Wenn die Trauergäste in Scharen kommen

Letzte Ruhe

Abdankungen mit sehr vielen Teilnehmenden - wie bei tamilischen Feiern - stellen die Friedhofanlagen vor besondere Herausforderungen.

Burgdorf, die Stadt im Emmental, ist für hinduistische beziehungsweise tamilische Abdankungsfeiern nicht wirklich eingerichtet; die Infrastruktur stösst an ihre Kapazitätsgrenzen. Meist erscheint eine grosse bis sehr grosse Zahl Menschen aus der tamilischen Commu­nity, um einem ihrer Verstorbenen das letzte Geleit zu geben. «Sie kommen aus der Region, aber auch aus der ganzen Schweiz», sagt Urs Lüthi, Chef der örtlichen Einwohner- und Sicherheitsdirektion. Das führe an den betreffenden Tagen zu Parkierungsproblemen und Einschränkungen im übrigen Friedhofbetrieb. Hinzu komme, dass sich der hinduistische Ritus in einem christlich konzipierten und eher kleinen Abdankungsgebäude nicht eins zu eins durchführen lasse.

Wenn man die jährliche Anzahl solcher Feiern in Burgdorf auch an einer Hand abzählen kann, sahen sich die Stadtbehörden dennoch veranlasst, ab August 2016 keine hinduistischen Abdankungen von auswärtigen Personen mehr zuzulassen. Man verweist die Trauerfamilien seither an den Bremgartenfriedhof in Bern. Hinduistische Familien aus Burgdorf können die heimische Anlage jedoch nach wie vor nutzen. Dabei müssen sie aber Regeln befolgen, die der Gemeinderat im vergangenen Herbst – nach Anhörung der tamilischen Gemeinschaft – erlassen hat.
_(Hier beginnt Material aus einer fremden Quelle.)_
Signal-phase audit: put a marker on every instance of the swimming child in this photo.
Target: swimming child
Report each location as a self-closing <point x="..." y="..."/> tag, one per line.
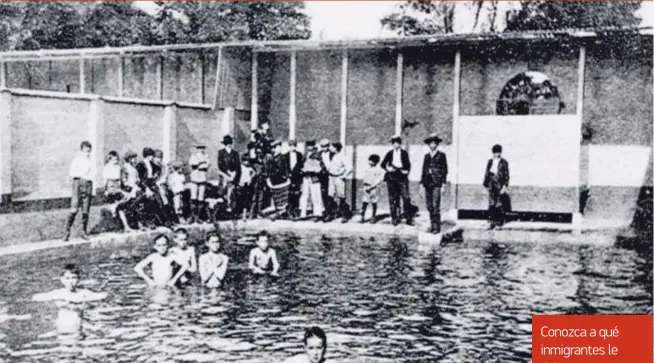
<point x="162" y="263"/>
<point x="315" y="346"/>
<point x="185" y="253"/>
<point x="263" y="259"/>
<point x="71" y="302"/>
<point x="213" y="264"/>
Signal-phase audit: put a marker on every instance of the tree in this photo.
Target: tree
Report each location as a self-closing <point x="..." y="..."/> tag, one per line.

Noch nicht zufrieden. Dieses Vorgehen wird im Rahmen eines zweijährigen Pilotversuchs getestet. Nicht ganz im Einklang mit Vertretern der tamilischen Interessen freilich, die das Angebot gerne auf die Hindus der ganzen Region ausgeweitet sähen. Sie argumentieren mit der regionalen Zentrumsfunktion von Burgdorf und dem Umstand, dass sich auch die tamilischen Mitbürgerinnen und Mitbürger mit ihrem Zentrum im Emmental identifizierten. Vorderhand bleibt die Stadt jedoch auf ihrem Standpunkt: «Burgdorf kann kein regionales Zentrum für hinduistische Abdankungen anbieten», fasst ein Schreiben die Haltung der Behörden zusammen.
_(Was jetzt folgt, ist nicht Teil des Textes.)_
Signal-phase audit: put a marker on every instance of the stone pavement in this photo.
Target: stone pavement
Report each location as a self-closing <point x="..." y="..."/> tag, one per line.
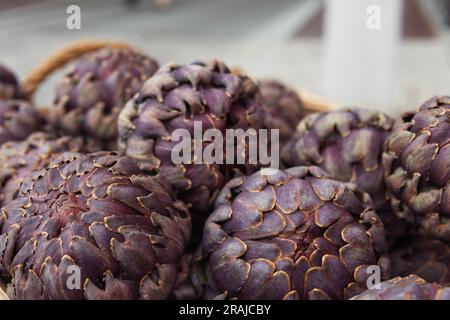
<point x="256" y="35"/>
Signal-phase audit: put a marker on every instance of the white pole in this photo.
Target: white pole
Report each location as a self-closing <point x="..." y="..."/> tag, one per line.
<point x="361" y="43"/>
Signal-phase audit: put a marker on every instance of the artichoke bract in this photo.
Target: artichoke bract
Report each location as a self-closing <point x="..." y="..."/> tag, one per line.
<point x="9" y="86"/>
<point x="93" y="92"/>
<point x="283" y="106"/>
<point x="18" y="119"/>
<point x="181" y="97"/>
<point x="408" y="288"/>
<point x="295" y="234"/>
<point x="427" y="258"/>
<point x="19" y="159"/>
<point x="416" y="161"/>
<point x="93" y="227"/>
<point x="348" y="144"/>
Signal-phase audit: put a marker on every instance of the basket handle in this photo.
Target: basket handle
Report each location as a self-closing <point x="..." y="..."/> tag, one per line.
<point x="60" y="58"/>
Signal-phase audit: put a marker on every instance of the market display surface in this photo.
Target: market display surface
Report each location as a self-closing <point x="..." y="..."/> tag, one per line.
<point x="94" y="206"/>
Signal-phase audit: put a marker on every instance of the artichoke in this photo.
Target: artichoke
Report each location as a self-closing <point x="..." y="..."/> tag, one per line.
<point x="19" y="159"/>
<point x="94" y="91"/>
<point x="9" y="86"/>
<point x="427" y="258"/>
<point x="18" y="119"/>
<point x="283" y="106"/>
<point x="348" y="144"/>
<point x="416" y="161"/>
<point x="409" y="288"/>
<point x="295" y="234"/>
<point x="180" y="96"/>
<point x="93" y="227"/>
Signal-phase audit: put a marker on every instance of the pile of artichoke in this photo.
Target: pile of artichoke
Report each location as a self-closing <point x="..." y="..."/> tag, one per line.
<point x="94" y="207"/>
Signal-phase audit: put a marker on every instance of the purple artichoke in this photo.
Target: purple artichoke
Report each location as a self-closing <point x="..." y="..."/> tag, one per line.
<point x="348" y="144"/>
<point x="92" y="94"/>
<point x="179" y="96"/>
<point x="19" y="159"/>
<point x="93" y="227"/>
<point x="293" y="235"/>
<point x="416" y="161"/>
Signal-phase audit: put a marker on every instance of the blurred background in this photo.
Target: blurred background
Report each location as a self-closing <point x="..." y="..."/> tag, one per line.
<point x="385" y="54"/>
Berns Bremgartenfriedhof bietet Abhilfe. Die dortige Abdankungskapelle mit 300 Sitzplätzen steht Angehörigen aller Weltreligionen offen. Das Angebot werde von tamilischen Familien in einem Umkreis von ungefähr 20 Kilometern genutzt, sagt Friedhofleiter Thomas Hug. Da sich auf dem Friedhofgelände auch das einzige Krematorium der Stadt befindet, sind alle Voraussetzungen für hinduistische Abdankungen gegeben, denn die Einäscherung des Verstorbenen ist wichtiger Teil der Zeremonie. Bei der Kapelle soll demnächst sogar eine der indischen Göttin Kali geweihte Stelle entstehen, wo nach der Kremation das spirituelle Reinigungsritual stattfinden kann.

In Bern finden mehr tamilische Abdankungen statt als noch vor zehn, zwölf Jahren. Nicht unbedingt, weil andere Gemeinden ihre tamilischen Bewohner zunehmend nach Bern verweisen, sondern, weil manche der ersten Einwanderer aus Sri Lanka nach und nach ins Sterbealter kommen.